Yeah, so, I mean I think that’s just on a personal level, and finally, on a career level, I see galleries in New York or in L.A.. I see, you know down the road the hope of me getting to be in a museum and to have impact in that way. So I’m trying to see as big and as daringly as I can because my thought is, ‘Why not, you know?’ No one else has to sit here and create my vision. So I’m hoping for work that can be seen on a broader level, and yet at the same time for a relationship with my work and to people that will always remain intimate, and that will always be genuine and personal. Yeah, that’s a hard question. Sorry, I kind of rambled.”
SG: No, you did great. You really did. Well I’ll lighten it up and ask you what’s your favorite guilty pleasure?

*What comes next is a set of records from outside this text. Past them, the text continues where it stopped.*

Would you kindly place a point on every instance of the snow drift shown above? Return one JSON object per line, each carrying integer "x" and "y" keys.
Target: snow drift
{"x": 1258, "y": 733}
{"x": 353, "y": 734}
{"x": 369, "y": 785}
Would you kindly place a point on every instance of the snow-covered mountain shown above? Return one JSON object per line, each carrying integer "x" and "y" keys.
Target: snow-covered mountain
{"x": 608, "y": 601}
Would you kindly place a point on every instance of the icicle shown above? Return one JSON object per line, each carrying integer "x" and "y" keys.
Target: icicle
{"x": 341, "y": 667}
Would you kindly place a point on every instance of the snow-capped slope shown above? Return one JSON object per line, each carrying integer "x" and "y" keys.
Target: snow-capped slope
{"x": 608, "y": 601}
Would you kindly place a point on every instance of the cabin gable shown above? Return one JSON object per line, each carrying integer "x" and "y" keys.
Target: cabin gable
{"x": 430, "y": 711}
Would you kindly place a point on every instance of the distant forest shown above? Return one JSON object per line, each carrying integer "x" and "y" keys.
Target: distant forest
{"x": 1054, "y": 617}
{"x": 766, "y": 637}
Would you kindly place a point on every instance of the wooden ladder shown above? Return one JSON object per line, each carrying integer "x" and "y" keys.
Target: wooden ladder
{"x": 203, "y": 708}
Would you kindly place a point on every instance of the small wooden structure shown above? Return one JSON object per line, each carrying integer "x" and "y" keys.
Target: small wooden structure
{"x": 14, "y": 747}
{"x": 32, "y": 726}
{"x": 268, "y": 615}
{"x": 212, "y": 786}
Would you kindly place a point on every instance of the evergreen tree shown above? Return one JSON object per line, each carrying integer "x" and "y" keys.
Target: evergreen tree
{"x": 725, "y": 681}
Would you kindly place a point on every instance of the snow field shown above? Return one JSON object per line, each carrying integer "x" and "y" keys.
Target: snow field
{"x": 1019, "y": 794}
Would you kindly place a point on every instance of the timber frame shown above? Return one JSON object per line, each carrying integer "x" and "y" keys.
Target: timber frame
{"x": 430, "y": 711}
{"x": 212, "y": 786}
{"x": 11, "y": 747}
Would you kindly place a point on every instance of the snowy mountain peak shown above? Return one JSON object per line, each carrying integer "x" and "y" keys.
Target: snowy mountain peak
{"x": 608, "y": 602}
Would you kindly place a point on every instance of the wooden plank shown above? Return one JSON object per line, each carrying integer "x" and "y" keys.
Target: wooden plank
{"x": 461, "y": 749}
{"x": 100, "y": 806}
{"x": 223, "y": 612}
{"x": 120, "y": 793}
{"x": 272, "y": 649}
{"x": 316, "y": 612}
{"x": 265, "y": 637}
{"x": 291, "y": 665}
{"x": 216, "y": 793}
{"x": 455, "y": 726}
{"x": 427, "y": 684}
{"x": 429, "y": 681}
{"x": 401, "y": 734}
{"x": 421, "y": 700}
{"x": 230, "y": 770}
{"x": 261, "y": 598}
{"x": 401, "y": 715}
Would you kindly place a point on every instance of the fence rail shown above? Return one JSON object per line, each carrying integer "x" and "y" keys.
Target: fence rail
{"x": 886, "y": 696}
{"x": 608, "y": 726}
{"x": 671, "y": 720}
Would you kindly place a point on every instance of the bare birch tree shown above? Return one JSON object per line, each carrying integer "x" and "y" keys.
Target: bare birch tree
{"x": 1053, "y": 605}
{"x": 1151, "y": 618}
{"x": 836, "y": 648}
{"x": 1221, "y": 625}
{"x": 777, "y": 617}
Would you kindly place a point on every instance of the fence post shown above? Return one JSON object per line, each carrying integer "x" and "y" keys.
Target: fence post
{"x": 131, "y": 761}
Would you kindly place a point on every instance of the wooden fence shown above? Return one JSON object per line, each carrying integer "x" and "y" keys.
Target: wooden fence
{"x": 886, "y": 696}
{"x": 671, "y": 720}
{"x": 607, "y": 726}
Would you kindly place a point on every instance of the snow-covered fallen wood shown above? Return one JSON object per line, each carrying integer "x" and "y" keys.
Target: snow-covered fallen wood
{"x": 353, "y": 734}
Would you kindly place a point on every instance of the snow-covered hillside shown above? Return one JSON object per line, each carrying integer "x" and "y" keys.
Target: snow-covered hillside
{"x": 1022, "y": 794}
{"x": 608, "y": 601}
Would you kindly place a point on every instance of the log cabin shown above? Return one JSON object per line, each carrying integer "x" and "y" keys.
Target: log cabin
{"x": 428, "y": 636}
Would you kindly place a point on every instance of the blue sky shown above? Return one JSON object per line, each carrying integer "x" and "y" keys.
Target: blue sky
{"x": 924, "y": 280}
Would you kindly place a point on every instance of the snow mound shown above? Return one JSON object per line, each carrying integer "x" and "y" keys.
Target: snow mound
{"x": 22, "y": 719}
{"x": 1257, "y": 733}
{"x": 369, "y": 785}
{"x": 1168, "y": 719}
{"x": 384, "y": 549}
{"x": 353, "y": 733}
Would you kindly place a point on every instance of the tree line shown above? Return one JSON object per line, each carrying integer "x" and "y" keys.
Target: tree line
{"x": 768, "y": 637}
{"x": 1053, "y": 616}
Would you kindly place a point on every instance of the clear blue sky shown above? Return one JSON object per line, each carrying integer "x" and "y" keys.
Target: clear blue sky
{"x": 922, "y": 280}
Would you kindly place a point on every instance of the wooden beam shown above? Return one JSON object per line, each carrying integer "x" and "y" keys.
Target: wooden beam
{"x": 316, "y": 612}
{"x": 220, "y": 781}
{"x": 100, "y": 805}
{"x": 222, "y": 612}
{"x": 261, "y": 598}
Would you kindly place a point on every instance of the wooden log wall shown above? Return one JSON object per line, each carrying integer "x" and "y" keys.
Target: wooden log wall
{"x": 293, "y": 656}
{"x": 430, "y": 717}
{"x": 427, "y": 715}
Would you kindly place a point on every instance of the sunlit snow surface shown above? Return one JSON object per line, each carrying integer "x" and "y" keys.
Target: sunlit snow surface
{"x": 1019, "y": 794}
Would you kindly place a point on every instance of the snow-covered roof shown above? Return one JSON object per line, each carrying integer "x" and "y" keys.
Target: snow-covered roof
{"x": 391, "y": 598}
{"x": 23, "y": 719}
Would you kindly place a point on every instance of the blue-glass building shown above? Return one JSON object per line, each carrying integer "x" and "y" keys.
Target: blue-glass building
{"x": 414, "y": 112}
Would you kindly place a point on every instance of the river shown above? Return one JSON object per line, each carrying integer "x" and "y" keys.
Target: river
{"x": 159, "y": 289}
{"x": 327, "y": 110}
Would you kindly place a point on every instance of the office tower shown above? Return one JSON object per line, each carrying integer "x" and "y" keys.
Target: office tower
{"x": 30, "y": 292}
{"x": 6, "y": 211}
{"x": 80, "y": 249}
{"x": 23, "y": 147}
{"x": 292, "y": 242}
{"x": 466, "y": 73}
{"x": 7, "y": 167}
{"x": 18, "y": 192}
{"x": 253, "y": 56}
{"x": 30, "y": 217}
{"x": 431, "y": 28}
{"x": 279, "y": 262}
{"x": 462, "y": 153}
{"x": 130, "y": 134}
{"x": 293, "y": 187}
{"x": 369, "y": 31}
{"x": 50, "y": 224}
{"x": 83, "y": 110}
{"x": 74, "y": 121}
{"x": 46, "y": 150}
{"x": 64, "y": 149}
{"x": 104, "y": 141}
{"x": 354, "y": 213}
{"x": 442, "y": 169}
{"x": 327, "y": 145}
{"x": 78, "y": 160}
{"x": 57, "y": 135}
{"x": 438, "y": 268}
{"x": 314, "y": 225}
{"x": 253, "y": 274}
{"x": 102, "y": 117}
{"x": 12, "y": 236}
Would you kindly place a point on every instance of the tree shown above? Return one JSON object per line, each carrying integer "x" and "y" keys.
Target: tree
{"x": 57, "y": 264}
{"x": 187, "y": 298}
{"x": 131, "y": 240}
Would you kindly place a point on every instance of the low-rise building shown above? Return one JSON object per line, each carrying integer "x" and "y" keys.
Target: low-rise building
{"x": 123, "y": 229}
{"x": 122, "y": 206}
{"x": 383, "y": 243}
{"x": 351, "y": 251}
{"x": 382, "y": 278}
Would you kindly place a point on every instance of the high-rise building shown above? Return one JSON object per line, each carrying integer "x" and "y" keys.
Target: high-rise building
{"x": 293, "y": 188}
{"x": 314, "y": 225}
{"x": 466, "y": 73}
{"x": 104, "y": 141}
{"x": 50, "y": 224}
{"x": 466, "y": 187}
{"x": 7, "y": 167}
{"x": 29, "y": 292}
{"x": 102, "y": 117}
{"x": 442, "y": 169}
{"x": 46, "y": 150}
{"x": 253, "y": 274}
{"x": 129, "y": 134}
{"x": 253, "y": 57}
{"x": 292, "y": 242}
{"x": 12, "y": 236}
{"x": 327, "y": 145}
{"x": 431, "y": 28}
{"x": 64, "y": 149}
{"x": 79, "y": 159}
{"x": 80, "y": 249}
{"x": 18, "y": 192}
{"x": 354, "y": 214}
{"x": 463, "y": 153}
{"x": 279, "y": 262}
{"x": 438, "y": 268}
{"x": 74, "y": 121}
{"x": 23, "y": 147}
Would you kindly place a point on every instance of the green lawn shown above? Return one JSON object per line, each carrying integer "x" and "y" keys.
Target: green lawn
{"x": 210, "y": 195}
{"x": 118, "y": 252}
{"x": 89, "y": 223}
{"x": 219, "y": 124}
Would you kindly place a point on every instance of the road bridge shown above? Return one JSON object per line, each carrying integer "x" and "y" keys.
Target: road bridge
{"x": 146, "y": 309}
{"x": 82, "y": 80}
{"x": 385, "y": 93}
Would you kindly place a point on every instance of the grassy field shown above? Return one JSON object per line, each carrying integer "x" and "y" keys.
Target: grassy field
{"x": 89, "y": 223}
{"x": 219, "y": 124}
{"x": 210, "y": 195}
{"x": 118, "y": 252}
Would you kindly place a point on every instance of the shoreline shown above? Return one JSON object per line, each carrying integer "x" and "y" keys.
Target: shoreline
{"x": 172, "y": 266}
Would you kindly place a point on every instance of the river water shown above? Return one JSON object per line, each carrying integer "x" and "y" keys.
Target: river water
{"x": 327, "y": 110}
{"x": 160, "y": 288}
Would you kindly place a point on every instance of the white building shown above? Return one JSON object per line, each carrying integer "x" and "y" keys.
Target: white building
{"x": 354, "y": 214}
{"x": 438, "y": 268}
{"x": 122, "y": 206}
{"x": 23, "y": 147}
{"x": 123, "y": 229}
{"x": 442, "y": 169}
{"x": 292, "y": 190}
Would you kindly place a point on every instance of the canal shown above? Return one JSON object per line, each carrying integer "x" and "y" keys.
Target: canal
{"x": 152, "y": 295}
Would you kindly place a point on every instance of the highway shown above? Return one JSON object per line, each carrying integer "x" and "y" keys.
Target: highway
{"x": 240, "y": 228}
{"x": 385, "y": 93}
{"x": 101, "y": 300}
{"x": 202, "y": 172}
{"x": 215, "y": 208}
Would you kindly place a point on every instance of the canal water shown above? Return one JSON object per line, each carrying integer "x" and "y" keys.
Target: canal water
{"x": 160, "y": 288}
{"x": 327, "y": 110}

“My favorite guilty pleasure? Oh gosh! So all of my friends, my best friends, most of them know this, but it’s probably at the end of the night, getting a bag of popcorn and watching Netflix. It’s like a very homey guilty pleasure but I’m probably the most extroverted introvert. I love people, and I can be social but I really love that end of the day me-time to just watch stupid Netflix and eat a bag of popcorn.”
“Re-lined” will be on exhibit now through August 24. Stop by and spend some time with this amazing collection, full of color, depth, and experience, and walk away with your own piece of the story that is “Re-lined.”